Algorithm. builtin_quartiles returns {Q1, Q2, Q3} using a parameterised quantile estimator. For a matrix (list of equal-length lists) it Transposes and recurses column-wise. For a flat list it requires all entries to be real (is_real_numeric, else emits Quartiles::rectn), sorts via the evaluator's Sort, and for each q in {1/4, 1/2, 3/4} computes the interpolated order statistic with the four quantile parameters {{a, b}, {c, d}} — defaulting to {{1/2, 0}, {0, 1}} (Mathematica's default). The index is h = a + (n + b)·q; it clamps to the endpoints when h ≤ 1 or h ≥ n, takes j = Floor[h] and the fractional g = h − j, and linearly interpolates sorted[j] + g·(c + d·g type adjustment) between adjacent sorted elements. All arithmetic is done by building and eval_and_free-ing Plus/Times/Floor expression nodes, so exact (rational/symbolic-numeric) inputs stay exact. Non-list input returns the call unevaluated.
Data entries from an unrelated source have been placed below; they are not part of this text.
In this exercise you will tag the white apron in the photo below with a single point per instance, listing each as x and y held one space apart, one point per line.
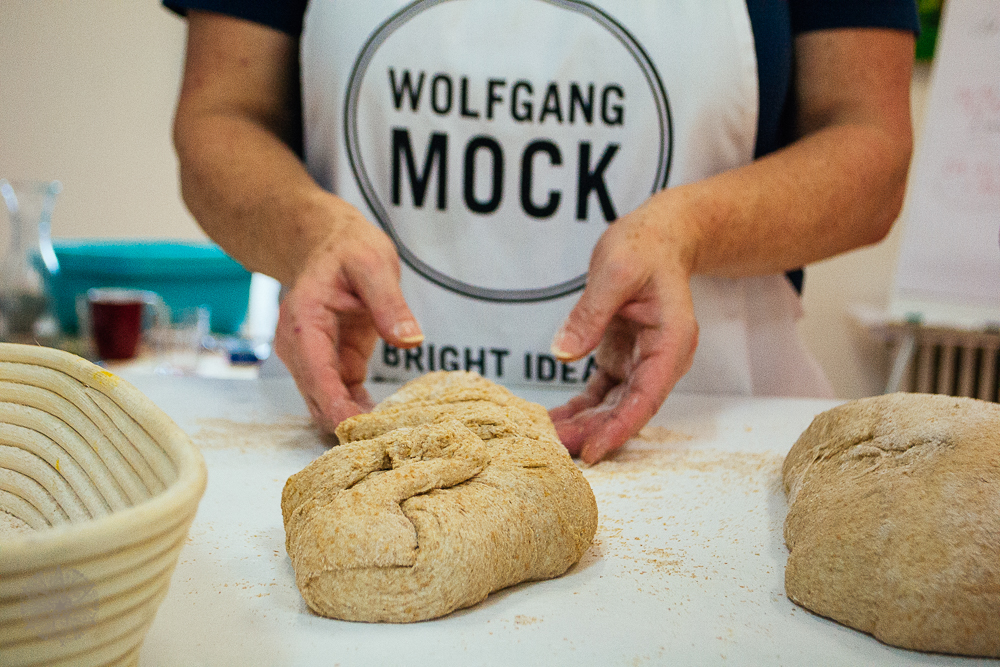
494 141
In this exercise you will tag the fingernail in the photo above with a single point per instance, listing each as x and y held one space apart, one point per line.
560 342
408 332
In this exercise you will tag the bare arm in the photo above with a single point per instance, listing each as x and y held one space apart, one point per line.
250 192
839 186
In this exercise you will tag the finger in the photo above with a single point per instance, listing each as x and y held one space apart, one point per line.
641 395
306 345
610 285
570 420
379 290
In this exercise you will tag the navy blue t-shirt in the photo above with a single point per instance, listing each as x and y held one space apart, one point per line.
774 22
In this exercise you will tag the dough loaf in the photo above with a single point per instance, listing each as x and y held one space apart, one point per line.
450 489
894 521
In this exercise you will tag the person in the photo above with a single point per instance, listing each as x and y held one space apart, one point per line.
467 179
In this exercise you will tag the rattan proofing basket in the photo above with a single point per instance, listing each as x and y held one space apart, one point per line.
111 485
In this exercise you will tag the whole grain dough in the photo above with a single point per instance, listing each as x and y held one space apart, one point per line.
894 521
450 489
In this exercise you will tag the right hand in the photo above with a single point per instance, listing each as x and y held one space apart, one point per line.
345 296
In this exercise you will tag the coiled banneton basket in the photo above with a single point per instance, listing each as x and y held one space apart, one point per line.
109 486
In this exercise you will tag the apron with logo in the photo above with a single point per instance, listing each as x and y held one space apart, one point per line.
495 140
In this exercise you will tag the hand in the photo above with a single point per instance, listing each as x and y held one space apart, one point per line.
345 296
637 311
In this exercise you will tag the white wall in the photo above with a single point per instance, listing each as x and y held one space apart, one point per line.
87 93
857 363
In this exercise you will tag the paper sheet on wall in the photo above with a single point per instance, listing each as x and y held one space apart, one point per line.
949 264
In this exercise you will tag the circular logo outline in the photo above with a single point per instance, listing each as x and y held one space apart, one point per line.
360 68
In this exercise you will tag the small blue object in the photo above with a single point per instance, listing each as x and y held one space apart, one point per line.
186 274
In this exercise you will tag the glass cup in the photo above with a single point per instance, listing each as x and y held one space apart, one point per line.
116 319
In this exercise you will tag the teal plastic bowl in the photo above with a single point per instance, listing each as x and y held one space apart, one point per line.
186 274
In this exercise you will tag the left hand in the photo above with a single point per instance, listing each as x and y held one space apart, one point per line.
636 310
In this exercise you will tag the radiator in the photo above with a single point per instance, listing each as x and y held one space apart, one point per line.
937 360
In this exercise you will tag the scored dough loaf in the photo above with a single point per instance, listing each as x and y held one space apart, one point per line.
450 489
894 521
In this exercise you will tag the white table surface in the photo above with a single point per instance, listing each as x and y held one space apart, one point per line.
687 567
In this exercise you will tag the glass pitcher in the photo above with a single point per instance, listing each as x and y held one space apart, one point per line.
25 252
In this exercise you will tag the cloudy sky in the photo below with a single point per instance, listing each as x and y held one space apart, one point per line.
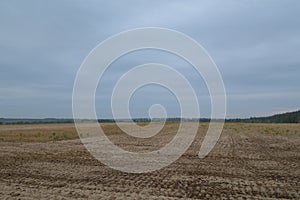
254 43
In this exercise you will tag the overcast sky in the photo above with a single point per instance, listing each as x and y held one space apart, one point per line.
254 43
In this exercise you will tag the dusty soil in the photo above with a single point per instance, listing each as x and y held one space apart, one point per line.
250 161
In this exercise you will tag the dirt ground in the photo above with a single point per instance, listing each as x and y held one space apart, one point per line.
250 161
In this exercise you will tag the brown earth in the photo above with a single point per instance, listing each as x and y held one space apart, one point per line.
250 161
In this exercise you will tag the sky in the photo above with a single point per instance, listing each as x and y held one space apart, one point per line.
254 43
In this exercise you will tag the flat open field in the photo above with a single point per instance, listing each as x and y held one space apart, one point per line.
250 161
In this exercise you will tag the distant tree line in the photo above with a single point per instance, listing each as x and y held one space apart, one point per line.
289 117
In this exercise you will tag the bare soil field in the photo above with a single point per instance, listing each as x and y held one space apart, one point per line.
250 161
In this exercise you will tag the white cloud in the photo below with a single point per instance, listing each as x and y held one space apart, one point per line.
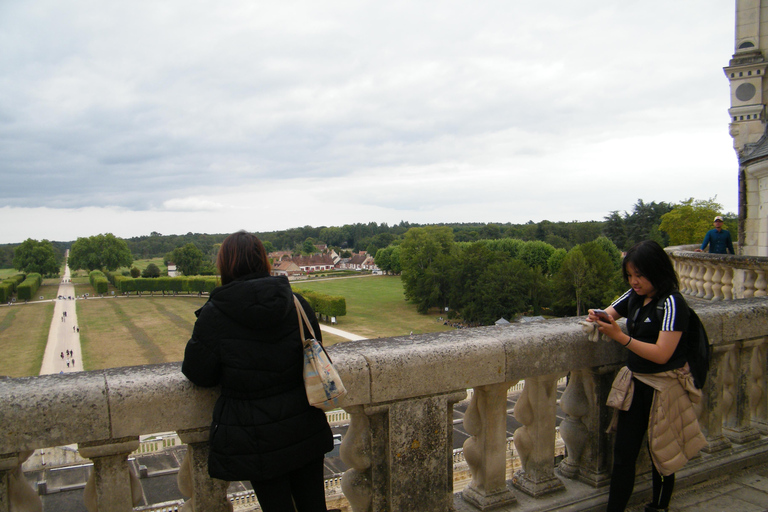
172 116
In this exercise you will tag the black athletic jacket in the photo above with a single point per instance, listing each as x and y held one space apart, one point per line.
246 339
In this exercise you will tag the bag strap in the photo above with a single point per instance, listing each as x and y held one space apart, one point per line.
302 316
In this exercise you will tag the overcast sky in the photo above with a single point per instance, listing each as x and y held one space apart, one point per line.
210 116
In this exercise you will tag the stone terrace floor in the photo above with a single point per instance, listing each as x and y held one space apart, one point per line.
745 491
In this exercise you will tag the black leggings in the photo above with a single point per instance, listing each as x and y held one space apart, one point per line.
629 437
303 486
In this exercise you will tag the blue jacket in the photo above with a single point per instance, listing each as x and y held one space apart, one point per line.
719 242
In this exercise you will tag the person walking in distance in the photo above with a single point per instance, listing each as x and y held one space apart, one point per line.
718 239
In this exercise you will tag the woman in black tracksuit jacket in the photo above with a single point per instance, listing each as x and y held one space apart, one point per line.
246 339
654 346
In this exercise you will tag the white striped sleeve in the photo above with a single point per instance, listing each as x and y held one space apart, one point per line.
670 314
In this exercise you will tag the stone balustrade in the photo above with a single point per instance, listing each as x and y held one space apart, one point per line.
719 276
401 394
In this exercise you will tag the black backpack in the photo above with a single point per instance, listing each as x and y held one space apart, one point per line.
697 348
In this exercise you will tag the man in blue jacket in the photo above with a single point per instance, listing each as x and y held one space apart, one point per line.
718 239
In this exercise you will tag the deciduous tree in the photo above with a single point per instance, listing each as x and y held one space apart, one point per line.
100 252
32 256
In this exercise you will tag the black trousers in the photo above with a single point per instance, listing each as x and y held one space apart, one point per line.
629 438
303 487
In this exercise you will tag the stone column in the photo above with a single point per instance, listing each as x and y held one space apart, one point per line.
112 486
698 280
760 284
485 451
535 440
758 394
15 493
206 494
583 429
707 284
412 454
355 451
717 283
727 289
738 422
713 403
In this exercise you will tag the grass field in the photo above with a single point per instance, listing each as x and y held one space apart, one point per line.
135 330
23 335
146 330
376 307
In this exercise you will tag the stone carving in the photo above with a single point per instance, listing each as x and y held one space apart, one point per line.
355 451
535 440
485 450
576 403
757 396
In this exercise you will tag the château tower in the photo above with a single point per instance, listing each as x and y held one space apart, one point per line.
749 91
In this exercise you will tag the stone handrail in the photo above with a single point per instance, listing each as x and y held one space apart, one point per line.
401 395
719 276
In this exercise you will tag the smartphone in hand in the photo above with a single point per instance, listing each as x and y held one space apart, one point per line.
602 315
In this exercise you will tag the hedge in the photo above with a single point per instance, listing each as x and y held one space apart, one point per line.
6 290
99 281
165 284
328 305
15 280
26 290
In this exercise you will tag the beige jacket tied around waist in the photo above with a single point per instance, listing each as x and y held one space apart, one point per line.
674 436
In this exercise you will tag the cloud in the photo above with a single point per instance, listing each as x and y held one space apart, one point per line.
362 111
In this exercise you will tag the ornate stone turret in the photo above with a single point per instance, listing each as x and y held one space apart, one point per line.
746 73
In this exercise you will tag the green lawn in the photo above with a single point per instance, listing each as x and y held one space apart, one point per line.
376 307
135 330
23 335
154 329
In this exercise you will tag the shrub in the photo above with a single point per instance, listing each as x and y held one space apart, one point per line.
26 290
6 290
328 305
99 281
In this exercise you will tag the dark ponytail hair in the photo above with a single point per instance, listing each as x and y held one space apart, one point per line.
242 254
650 260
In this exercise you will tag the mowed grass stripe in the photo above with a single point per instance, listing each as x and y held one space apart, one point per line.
184 324
23 336
136 330
376 307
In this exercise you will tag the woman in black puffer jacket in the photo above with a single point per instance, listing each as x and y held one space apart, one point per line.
247 340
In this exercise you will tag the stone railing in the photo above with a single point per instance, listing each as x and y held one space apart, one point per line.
719 276
401 396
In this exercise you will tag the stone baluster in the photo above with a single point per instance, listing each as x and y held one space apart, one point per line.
758 397
727 280
714 402
112 486
717 282
535 440
485 451
684 273
735 387
412 454
760 284
707 282
582 430
16 495
205 494
355 451
699 280
749 284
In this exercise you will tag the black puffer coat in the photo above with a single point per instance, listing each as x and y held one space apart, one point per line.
246 339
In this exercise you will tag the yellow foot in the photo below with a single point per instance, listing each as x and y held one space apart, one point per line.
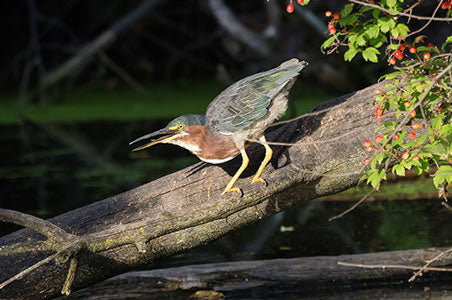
258 179
237 190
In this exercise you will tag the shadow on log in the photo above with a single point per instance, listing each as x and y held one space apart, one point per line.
185 209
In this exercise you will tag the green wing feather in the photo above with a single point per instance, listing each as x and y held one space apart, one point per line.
249 99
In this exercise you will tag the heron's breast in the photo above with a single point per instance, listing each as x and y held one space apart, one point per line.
212 148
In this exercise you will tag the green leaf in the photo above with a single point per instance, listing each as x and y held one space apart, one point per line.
361 41
399 170
421 139
372 31
371 54
437 148
391 3
376 177
348 20
377 159
444 173
376 13
350 53
392 75
448 41
445 131
327 43
347 10
400 29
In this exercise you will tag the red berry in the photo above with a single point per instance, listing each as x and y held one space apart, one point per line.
331 29
405 155
446 5
416 126
398 54
379 111
289 8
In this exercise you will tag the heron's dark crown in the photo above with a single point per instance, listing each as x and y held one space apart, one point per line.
188 120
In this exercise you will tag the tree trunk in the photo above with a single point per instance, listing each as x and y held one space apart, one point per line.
185 209
316 277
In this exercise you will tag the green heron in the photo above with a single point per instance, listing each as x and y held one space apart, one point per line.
239 115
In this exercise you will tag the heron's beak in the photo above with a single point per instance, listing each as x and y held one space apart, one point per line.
165 136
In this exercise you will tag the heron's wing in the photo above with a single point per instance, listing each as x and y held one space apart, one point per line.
249 99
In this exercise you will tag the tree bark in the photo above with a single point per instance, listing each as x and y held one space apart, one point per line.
305 276
185 209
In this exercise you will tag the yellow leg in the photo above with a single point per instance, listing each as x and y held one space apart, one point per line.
245 161
268 156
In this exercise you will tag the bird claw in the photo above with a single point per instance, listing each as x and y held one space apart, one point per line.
259 179
237 190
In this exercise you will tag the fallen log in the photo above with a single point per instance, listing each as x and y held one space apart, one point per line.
185 209
306 276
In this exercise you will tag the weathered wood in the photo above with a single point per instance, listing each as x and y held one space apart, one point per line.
185 209
308 276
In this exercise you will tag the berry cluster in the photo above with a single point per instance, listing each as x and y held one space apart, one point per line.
380 144
399 53
446 5
334 17
290 7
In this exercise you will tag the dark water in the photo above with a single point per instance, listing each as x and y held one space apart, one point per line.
52 168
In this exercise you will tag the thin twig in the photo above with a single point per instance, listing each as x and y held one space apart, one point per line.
66 290
392 267
426 24
49 230
31 268
393 12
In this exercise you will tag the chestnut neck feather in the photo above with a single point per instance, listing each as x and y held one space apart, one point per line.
211 147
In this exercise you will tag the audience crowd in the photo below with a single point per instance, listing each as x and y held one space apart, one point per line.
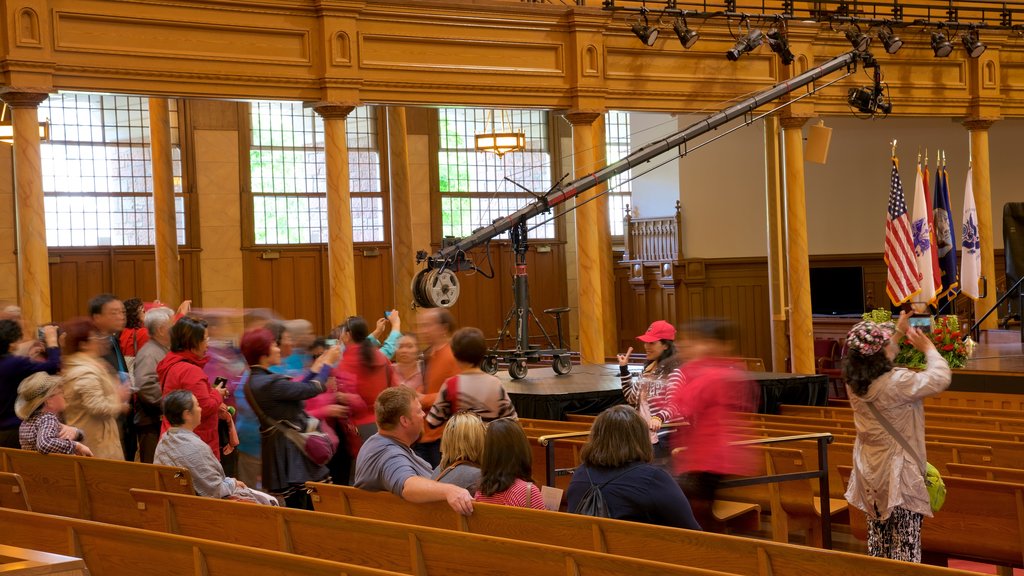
257 415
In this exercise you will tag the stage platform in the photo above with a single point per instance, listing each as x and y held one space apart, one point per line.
591 388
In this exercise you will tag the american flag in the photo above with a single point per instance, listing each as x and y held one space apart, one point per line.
903 281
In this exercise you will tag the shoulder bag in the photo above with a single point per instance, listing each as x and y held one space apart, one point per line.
936 488
313 444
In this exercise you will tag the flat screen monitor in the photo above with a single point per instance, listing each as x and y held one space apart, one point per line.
838 290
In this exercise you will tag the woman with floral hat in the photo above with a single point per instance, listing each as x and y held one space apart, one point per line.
887 482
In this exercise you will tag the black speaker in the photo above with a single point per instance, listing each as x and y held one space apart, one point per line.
1013 242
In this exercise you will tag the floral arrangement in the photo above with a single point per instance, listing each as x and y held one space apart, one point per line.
951 341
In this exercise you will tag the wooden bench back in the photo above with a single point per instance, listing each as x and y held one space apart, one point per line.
395 546
981 520
671 545
12 494
89 488
117 550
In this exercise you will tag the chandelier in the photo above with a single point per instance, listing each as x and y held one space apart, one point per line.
501 139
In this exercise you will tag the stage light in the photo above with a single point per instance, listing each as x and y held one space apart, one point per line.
858 39
749 42
973 44
780 45
687 36
941 45
890 40
646 33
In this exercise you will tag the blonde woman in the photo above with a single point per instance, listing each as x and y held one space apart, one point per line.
462 447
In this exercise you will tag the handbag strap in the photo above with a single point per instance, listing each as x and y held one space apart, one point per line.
899 438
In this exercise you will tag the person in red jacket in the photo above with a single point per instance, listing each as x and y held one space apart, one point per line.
363 373
182 369
711 386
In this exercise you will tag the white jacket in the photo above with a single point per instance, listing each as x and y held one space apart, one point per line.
884 475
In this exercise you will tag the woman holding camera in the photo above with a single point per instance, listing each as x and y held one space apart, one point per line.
887 482
182 369
15 368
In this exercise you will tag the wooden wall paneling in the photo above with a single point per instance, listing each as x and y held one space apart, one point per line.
76 277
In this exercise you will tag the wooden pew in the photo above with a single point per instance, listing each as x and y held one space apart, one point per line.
981 521
978 400
380 544
671 545
12 493
23 562
1013 476
89 488
118 550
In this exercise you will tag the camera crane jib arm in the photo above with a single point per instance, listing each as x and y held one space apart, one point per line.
437 286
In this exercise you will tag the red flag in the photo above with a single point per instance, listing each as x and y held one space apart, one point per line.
903 280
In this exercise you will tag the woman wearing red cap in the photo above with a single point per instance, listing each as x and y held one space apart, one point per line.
648 392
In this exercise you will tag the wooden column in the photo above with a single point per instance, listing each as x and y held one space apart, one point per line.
777 280
801 327
589 219
604 236
168 269
402 250
30 212
983 201
341 257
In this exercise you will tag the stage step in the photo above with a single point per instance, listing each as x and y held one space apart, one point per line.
1000 336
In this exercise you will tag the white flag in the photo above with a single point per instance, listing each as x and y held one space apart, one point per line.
971 256
923 242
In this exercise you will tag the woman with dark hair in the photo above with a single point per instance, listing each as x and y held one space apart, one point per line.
649 391
14 368
182 369
363 373
278 398
94 395
506 467
887 482
616 459
711 386
134 335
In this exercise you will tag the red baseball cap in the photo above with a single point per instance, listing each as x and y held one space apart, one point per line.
658 330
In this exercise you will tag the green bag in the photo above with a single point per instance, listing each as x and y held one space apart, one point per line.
936 488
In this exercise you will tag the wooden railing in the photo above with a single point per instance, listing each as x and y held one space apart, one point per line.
653 240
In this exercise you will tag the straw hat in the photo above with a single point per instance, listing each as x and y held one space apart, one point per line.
33 392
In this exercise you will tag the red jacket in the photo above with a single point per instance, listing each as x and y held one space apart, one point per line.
711 389
366 381
183 370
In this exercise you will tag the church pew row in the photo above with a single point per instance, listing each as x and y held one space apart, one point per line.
931 427
995 401
12 493
981 520
671 545
960 421
116 550
89 488
395 546
1013 476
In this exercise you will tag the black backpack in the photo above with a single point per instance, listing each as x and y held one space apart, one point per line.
593 502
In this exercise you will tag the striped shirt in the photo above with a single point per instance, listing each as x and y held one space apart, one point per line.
515 495
41 433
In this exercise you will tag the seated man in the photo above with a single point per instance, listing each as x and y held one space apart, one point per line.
180 447
386 460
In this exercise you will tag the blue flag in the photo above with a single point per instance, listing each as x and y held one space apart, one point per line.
944 242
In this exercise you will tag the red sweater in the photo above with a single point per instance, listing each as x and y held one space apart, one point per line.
367 381
711 389
183 370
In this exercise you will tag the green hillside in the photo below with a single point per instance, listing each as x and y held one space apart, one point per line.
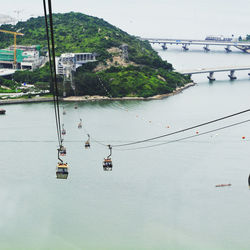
141 73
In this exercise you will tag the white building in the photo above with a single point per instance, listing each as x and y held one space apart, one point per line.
71 61
32 60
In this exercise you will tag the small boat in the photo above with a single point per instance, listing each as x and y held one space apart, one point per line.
2 111
62 170
223 185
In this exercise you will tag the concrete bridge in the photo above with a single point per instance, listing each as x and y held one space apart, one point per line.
211 71
244 46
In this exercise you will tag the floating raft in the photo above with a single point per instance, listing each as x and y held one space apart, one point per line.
2 111
223 185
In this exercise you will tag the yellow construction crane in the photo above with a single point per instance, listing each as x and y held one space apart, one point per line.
15 34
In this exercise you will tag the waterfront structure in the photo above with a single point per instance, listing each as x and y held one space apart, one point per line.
227 44
211 71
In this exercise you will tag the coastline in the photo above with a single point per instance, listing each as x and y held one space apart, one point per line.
95 98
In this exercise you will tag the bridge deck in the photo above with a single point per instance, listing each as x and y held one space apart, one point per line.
196 42
208 70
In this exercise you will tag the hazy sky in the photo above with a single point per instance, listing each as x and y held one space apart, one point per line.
152 18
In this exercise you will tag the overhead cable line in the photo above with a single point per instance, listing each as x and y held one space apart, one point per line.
182 130
187 137
51 52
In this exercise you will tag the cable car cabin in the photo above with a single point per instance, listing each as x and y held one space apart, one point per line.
2 111
107 164
62 171
87 144
62 151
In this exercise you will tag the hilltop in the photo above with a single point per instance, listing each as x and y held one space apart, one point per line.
136 70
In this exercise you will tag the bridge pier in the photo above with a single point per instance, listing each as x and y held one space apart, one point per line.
206 48
185 47
228 49
211 76
232 75
164 47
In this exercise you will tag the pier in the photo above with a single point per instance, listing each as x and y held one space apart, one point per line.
211 71
186 43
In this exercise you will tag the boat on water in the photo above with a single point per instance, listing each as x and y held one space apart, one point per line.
2 111
223 185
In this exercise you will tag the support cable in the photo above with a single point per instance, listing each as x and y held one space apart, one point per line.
51 51
187 137
51 71
182 130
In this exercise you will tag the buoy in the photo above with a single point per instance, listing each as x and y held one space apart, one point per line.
223 185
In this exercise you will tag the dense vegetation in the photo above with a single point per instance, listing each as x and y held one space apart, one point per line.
142 73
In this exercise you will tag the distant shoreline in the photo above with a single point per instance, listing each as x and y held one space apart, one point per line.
94 98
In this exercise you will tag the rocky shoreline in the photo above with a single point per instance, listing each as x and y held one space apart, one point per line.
93 98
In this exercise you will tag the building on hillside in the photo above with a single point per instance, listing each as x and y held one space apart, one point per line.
71 61
27 57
Attribute: ATTR_PROTECTED.

Attributes: Protected.

Implementation status¶

Stable — documented, exercised by the test suite and/or worked examples, with no known limitations recorded.

References¶

Source: src/stats.c
Specification: docs/spec/builtins/statistics.md

Notes & additional examples¶

Worked examples¶

In[1]:= Quartiles[{1, 2, 3, 4, 5, 6, 7, 8}]
Out[1]= {5/2, 9/2, 13/2}

In[2]:= Quartiles[{6, 7, 15, 36, 39, 40, 41, 42, 43, 47, 49}]
Out[2]= {81/4, 40, 171/4}

The estimates stay perfectly exact on rational data, so the interquartile range (q3 - q1) of an arithmetic progression comes out in closed form:

In[1]:= q = Quartiles[Range[1, 1000]]
Out[1]= {501/2, 1001/2, 1501/2}

In[2]:= q[[3]] - q[[1]]
Out[2]= 500

An alternative quantile convention can be selected with a parameter list:

In[1]:= Quartiles[{1, 2, 3, 4, 5, 6, 7, 8}, {{1/2, 0}, {0, 1}}]
Out[1]= {5/2, 9/2, 13/2}

Notes¶

Quartiles[data] gives the three quartile estimates {q1, q2, q3} (lower, median, upper) of the data. The default uses Mathematica's standard quantile definition; an optional parameter list {{a, b}, {c, d}} selects an alternative quantile convention.